Statistical analysis

All statistical tests were performed with Sigma Stat software (Sigma Stat 3.5, SPSS Inc., USA). Descriptive statistical methods, including means and their standard deviations (SDs), were calculated for each parameter. The data are presented as means ± SD in the text, the figures, and the table. Normality of the data was checked using the Shapiro–Wilk test, and equality of variances was verified by the Levene test. The reliability of our measurement was assessed with the Intra-Class Correlation (ICC), by performing a two-way random effects model with single measure reliability in which variance over the sessions 1 and 2 was considered59. For this study, ICC values from 0.60 to 0.79 were considered as “good reliability”, and those greater than 0.80 as “excellent reliability”60,61. In case of excellent or good reliability (Reproducibility: Intra-Class Correlation results), data were pooled, analyzed and presented as a mean of the 2 sessions. The coefficient of variation (CV) was calculated between the first and second session (i.e., the standard deviation divided by the mean). The statistical analyses were performed separately for PF and DF MVC, or TS and TA muscles. A two-way ANOVA with repeated measures was performed to examine the effect of the MVC (resultant vs. agonist), and muscle contraction type (eccentric, isometric, concentric) on PF and DF MVC. A one-way ANOVA with repeated measures was performed to assess the effect of muscle contraction type (eccentric, isometric, concentric) on TS and TA antagonist torque. A two-way ANOVA with repeated measures was performed to assess coactivation method (coactivation level vs mechanical ratio), and muscle contraction type (eccentric, isometric, concentric) on PF and DF MVC. Regardless of the muscle contraction type, Pearson correlation between agonist MVC and antagonist torque was performed.
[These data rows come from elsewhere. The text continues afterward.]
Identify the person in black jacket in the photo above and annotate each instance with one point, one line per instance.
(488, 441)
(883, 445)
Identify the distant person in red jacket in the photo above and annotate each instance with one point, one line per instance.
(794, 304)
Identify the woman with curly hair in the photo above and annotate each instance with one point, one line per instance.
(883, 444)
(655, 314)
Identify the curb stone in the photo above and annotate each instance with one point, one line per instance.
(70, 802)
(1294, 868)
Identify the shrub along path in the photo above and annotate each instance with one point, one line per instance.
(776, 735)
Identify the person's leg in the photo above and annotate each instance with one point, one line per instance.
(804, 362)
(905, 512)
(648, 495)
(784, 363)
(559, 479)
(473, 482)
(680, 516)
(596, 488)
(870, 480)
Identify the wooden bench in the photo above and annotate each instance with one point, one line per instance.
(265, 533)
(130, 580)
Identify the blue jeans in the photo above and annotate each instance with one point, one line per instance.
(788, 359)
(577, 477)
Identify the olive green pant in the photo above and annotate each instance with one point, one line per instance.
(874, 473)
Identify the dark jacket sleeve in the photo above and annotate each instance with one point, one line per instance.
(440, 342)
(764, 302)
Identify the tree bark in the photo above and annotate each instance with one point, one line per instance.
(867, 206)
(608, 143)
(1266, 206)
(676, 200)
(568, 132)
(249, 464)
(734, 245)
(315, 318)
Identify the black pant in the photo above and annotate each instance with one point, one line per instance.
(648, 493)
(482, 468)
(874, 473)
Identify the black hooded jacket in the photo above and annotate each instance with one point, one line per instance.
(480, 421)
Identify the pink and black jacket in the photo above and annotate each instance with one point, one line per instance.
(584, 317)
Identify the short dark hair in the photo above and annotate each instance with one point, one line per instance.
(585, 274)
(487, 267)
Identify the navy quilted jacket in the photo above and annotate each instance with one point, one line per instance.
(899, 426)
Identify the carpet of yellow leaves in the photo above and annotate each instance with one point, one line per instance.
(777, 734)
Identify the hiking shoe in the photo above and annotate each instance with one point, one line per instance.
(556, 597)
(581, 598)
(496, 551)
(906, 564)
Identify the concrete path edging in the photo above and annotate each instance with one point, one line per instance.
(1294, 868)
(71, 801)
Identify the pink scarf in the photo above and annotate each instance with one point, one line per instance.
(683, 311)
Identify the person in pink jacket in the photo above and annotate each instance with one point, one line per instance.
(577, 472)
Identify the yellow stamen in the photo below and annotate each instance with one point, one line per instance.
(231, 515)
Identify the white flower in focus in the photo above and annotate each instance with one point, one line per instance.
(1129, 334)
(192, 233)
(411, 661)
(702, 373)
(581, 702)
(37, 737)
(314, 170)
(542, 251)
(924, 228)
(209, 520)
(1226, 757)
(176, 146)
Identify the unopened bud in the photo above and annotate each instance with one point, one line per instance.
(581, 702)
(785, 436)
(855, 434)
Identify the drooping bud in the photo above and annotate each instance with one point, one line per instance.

A Student T-test was performed to assess the eccentric/concentric MVC ratio between resultant and agonist MVC. When a significant main effect was found, Tukey post hoc test was performed to identify the significant differences between factors. The standardized effect size was calculated using Cohen d for paired samples, adjusted for the correlation between condition and using the Hedge bias correction62. The level of significance was set at p < 0.05.